Cranker and Maller never answered. Cranker and Maller had their marching orders, and they didn’t come from the sarge.
>Lopez 1527 hours
“Hell of a big virus,” Lopez said, pushing Smith ahead of her. He’d pleaded his case for a while, told her he’d launched the empty escape pods to avoid anything getting off-ship as soon as he realized the situation. Told her he’d tried to sabotage the bridge but hadn’t been able to get close enough. And, then, apparently, decided to wait it out in his little blind room. None of it really made Lopez see him in a better light.
Backtracking, now that their path through the rec room had been cut off, looking for any way forward. Any way backward.
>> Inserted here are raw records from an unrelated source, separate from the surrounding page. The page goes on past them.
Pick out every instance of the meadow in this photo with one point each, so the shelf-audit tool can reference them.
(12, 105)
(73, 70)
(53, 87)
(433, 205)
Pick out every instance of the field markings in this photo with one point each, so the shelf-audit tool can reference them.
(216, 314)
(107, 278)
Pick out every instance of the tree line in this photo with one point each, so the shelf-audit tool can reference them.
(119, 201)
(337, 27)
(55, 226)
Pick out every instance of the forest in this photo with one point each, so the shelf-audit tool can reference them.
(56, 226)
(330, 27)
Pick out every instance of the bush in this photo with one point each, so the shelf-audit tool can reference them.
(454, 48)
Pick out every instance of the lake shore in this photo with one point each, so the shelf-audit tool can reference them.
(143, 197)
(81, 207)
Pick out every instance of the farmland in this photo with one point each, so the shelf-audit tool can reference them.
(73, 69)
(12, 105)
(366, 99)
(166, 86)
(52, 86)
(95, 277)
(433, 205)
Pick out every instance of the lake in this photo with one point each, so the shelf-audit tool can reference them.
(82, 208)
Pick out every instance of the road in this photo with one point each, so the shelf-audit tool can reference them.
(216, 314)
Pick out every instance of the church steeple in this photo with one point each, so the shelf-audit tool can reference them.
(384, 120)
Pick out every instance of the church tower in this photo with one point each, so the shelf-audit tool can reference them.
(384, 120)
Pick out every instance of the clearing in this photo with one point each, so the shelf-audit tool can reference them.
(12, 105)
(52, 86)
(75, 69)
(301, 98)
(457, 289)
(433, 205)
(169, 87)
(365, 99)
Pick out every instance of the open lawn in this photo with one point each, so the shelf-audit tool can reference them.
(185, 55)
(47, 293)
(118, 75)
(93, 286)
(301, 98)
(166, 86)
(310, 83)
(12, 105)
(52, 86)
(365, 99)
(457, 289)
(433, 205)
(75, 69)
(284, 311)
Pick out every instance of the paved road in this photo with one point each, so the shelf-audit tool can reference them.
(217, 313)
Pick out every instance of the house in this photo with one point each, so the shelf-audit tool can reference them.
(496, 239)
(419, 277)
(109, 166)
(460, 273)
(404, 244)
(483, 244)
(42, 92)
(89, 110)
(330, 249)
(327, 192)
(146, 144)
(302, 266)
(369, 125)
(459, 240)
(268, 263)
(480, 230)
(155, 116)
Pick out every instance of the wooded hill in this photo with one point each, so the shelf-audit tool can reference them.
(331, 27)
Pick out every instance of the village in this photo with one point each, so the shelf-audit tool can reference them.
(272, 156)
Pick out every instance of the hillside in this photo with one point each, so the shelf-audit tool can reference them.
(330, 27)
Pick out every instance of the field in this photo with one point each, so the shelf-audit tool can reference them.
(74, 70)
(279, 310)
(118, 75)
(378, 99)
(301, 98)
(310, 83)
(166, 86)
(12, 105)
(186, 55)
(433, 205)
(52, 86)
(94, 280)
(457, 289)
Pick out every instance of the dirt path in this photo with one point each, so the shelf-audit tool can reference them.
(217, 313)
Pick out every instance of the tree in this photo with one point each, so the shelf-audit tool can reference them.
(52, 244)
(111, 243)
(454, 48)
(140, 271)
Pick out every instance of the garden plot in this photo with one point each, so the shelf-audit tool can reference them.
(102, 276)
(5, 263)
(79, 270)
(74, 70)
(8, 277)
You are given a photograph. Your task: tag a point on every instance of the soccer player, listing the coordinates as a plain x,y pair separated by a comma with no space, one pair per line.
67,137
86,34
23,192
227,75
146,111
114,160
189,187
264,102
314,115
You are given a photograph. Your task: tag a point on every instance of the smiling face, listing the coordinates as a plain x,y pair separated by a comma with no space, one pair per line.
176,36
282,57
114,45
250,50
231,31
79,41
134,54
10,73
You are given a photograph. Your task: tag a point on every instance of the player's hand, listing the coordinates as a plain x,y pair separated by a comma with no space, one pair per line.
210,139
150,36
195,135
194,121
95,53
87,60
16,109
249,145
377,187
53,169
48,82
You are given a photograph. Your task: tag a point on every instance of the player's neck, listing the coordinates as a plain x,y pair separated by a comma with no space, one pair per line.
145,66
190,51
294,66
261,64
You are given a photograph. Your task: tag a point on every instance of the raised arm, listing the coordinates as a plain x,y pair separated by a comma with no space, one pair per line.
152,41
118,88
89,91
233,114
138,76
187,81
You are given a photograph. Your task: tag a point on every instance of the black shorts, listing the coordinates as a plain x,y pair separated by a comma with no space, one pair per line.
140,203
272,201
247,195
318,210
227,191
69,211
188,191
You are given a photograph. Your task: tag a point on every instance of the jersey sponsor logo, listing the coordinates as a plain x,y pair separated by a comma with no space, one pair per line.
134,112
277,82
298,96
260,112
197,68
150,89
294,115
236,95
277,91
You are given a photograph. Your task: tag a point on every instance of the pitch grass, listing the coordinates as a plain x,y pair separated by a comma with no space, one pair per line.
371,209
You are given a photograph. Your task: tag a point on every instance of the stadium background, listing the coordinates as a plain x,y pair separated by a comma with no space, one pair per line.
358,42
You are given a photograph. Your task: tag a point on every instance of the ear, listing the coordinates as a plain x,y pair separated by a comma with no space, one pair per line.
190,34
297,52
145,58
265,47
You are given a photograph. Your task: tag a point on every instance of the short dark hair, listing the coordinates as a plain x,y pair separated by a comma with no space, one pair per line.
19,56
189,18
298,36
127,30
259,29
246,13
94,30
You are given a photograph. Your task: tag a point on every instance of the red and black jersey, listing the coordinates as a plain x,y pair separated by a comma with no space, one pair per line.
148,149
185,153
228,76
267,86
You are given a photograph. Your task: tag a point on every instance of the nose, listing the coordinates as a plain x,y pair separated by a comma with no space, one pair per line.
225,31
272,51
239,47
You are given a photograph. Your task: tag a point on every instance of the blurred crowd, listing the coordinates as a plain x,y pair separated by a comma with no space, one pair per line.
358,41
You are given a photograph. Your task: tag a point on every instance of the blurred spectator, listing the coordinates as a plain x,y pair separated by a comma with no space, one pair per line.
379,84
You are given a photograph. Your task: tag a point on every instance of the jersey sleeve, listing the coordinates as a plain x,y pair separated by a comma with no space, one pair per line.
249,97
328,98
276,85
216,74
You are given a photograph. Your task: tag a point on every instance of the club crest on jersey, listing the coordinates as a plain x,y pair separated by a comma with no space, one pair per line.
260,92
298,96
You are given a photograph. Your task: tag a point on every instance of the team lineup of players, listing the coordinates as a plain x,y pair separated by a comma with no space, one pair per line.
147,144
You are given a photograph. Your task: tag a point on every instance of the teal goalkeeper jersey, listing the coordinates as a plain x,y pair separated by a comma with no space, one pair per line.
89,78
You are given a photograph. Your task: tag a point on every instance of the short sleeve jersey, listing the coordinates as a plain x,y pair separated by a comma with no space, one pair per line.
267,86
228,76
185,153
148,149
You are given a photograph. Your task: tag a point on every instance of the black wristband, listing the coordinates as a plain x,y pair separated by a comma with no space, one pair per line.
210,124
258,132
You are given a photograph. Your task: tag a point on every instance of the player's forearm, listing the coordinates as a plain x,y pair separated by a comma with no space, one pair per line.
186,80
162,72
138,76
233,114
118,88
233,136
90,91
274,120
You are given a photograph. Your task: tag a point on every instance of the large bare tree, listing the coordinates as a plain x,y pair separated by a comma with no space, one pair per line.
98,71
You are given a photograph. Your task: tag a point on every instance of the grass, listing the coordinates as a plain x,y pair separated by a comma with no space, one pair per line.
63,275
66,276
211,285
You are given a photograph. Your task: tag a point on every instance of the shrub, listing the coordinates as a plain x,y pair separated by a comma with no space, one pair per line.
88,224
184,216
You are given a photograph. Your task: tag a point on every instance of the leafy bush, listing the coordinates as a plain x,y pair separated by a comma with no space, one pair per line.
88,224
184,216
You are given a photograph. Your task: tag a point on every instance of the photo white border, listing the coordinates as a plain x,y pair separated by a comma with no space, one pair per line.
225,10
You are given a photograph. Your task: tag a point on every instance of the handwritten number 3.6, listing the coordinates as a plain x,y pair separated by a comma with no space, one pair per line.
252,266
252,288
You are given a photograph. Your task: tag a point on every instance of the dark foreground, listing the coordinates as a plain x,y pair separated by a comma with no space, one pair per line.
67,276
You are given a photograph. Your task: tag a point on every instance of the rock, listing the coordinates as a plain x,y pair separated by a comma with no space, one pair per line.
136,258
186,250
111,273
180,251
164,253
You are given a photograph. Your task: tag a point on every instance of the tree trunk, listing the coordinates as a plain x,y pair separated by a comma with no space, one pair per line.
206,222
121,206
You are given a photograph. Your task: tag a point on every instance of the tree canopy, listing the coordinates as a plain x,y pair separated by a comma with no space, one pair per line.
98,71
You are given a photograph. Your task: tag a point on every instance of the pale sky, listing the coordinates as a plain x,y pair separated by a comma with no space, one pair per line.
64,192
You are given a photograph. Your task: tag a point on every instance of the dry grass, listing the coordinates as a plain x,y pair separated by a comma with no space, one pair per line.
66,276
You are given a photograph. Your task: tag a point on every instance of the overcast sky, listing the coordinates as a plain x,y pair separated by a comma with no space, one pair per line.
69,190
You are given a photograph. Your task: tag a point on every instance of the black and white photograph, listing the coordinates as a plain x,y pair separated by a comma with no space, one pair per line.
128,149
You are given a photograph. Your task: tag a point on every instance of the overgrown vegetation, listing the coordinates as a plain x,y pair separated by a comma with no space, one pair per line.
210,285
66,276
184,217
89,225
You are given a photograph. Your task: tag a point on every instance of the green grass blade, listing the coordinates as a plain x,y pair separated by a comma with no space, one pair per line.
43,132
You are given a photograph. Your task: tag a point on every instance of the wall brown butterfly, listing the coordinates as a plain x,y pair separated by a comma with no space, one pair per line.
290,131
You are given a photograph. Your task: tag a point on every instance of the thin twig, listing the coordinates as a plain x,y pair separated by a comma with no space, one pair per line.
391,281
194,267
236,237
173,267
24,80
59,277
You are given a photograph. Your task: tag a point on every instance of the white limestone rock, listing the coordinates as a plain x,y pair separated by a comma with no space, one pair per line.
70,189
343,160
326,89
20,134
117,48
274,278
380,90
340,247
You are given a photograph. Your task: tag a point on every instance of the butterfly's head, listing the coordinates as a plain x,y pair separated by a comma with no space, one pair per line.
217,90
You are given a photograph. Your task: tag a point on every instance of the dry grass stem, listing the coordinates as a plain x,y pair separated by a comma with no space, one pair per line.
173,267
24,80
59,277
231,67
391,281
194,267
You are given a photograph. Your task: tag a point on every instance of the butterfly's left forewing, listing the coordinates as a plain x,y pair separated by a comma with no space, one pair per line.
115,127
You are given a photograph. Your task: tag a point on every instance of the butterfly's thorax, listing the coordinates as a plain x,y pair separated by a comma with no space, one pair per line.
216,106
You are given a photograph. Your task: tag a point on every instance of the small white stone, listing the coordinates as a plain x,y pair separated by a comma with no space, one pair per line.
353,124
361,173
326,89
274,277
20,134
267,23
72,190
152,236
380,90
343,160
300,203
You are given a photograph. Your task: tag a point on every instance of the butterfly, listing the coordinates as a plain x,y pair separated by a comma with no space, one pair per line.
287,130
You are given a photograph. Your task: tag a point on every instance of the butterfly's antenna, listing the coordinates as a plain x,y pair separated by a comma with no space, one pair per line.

Any way at all. “Hell of a big virus,” Lopez said again. “Looked more like a giant angry testicle to me.”
No one laughed. “Not a virus, no. More of an . . . infestation.” Smith was hunched over, hadn’t stopped cradling his stomach. “It came with the Covenant prisoners and just spread. The more bodies they took over, the more—”
“Taking over bodies?!” MacCraw near tripped at the words.
“It was a Flood infection form that took your friend,” Smith said. He had an enormous shiner swelling his cheek that made his words come out a little soft. “They get under the skin. It will take him over and assimilate him entirely. It’ll wipe his memories but retain his knowledge. Then the Flood will control his body—all of his body, down to the cellular level. Then mutate—like you sa
w with those bodies—to make a better weapon of him.”
Lopez hastened her steps, hearing the words “retain his knowledge.”
Smith couldn’t seem to stop now that he’d started, like it was a relief to talk to someone about it. “A form infected by Flood is difficult to stop. They don’t register pain, don’t require all organs functioning, are fueled by such rage that even when disabled they are extremely dangerous. Mindless as animals. Less than animals. Destroy the core, the head, or the infection form.”
Or, maybe, Smith was spreading a different kind of infection. That information had to be classified, and now they’d heard it. Lopez had to fight the urge to tell him to shut up now.
But he was done. “Stop here.” Smith put a hand up against a wall that looked no different from anything else and flinched when Lopez reached for him.
“Concealed door,” he said, coughing. “There’s a scanner at eye level here. There’s no other way out, Sergeant.” When she hesitated, added: “All passages are blocked.”
“So helpful all of a sudden,” Lopez said dryly.
Smith shrugged. “The sooner you get to the bridge, the sooner I get off this ship.” Smith pressed his hand to the wall.
The wall sank back, slid aside, revealing another black box of a room.
“It leads to the labs,” Smith said. “We can get through from there.” He didn’t look happy about that.
A crash and roar bounced up the corridor. Somewhere close, something was trampling a barricade. A tremor through her kids. A shudder they couldn’t hide.
“Mahmoud?” Lopez said out the side of her mouth, shining her flashlight down one way, as Percy looked the other.
“I’m looking, I’m looking.” He scrolled too fast through their schematic. “Okay here. It looks like ventilation shafts. Leading . . . yeah, there are a couple of other access points, we can get to the bridge through here. Theoretically. Maybe even back to the hangar.”